# Books



## Nubias (5 Aug 2018)

Hi all,  

Favorite books?

Looking at getting Nature Aquarium complete works 1985-2009 by Takashi Amano and pehaps his Bio Origin of Creation.

What other book on the hobby are you favorites?


----------



## Iwagumi_Scaper (27 Aug 2018)

Also interested in peoples thoughts/recommendations here. Thinking of buying a book but not sure which one


----------



## dw1305 (27 Aug 2018)

Hi all, 
These two.





dw1305 said:


> After some research I found that a lot of the content I'd posted actually already existed in two books on fish-keeping, Diana Walstad's <"The Ecology of the Planted Aquarium"> and Horst and Kipper's <"The Optimum Aquarium">.


cheers Darrel


----------



## Zeus. (27 Aug 2018)

Well don't have any books on plants or aquascaping  just the WWW


----------



## LondonDragon (27 Aug 2018)

If you haven't got Amano's first book I would recommend it, great read and explains how it all started:

There is one going for quite a good price, these rarely come up, already have one otherwise would snap it!
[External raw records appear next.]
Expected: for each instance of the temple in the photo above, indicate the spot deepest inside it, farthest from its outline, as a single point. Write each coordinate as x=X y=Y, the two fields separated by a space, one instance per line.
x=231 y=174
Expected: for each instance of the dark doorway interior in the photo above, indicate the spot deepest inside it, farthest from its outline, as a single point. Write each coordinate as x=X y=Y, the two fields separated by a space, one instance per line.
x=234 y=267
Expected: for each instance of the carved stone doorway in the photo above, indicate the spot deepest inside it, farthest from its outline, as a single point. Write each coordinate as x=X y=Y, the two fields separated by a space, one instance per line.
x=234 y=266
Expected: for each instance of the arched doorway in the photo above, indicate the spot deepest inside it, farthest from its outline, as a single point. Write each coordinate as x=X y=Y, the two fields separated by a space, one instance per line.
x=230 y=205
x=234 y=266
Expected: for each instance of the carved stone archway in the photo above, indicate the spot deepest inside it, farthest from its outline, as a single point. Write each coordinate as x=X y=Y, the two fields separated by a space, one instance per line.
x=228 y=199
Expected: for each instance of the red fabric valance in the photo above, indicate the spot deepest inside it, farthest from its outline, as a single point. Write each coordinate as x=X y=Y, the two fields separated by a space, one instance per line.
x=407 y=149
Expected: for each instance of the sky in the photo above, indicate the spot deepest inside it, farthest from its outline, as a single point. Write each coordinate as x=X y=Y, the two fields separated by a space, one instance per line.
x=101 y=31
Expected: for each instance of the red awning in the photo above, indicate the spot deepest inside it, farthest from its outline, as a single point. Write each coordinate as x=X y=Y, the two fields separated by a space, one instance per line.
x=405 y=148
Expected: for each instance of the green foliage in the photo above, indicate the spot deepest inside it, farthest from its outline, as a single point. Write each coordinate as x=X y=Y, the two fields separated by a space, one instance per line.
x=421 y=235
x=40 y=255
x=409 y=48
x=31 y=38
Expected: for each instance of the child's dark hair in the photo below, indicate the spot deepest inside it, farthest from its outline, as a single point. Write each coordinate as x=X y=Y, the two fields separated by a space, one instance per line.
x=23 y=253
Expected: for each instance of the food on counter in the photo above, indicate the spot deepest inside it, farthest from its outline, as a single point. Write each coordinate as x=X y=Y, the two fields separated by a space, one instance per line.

https://www.ebay.co.uk/itm/Nature-A...e=STRK:MEBIDX:IT&_trksid=p2060353.m1438.l2649


----------



## alto (28 Aug 2018)

I have Amano’s Nature Aquarium World volumes 1-3
Like them much better than the 85-‘09 Retrospective (which I decided not to purchase)

Check what your local & extended library has available (books can often travel on loan between libraries) - then order copies of exceptional books

I recently reread the Optimum Aquarium, liked it a lot back when, not sure I’d buy it today (depending on price I suppose)
Also have Diana Walstead’s book, again think I’d be happy with a library loan BUT I also read/acquired it years ago when it was the Hot Topic (relatively local fellow was a very keen dirted aquarium enthusiast (& soil scientist) ... really didn’t like his Aquariums much IRL  )
Later DW changed her mind on some of her initial hypotheses/conclusions - I’d feel better about the book if these had been entered into an updated edition ...
(but publishing is very expensive especially for such a limited distribution book)

OTOH I’m not exactly dashing out to relinquish my copies of these books  

I’ve just spent a lot more hours with Takashi Amano 
The Aquajournals are wonderful as well


----------



## Nubias (29 Aug 2018)

Thanks guys


----------



## tiger15 (29 Aug 2018)

It’s not really a book. It’s free internet guide by Dennis Wong. He knows his stuff and demonstrated by his world class show tanks.

https://www.advancedplantedtank.com/


----------



## Zeus. (29 Aug 2018)

tiger15 said:


> It’s not really a book. It’s free internet guide by Dennis Wong. He knows his stuff and demonstrated by his world class show tanks.
> 
> https://www.advancedplantedtank.com/



Nice One  will be reading D Wongs guide myself


----------



## Tim Harrison (29 Aug 2018)

Was going to give you a list but thought it'd be easier to just take a snap. This book in particular was my bible when I first started way back when and it's still one of my go to references, it was way ahead of its time. You can pick it up on Amazon for pence now, which is unbelievable value....https://www.amazon.co.uk/gp/offer-l...g_used_olp_sr?ie=UTF8&condition=used&qid=&sr=




IMG_1319 by Tim Harrison, on Flickr


----------



## Nubias (1 Sep 2018)

Nice collection Tim and thanks for the recommendation. Noticed the Great Barrier Reef book, just snorkeled Up there ... amazing.


----------



## Tim Harrison (1 Sep 2018)

No worries  


Nubias said:


> Noticed the Great Barrier Reef book, just snorkeled Up there ... amazing.


Sounds awesome


----------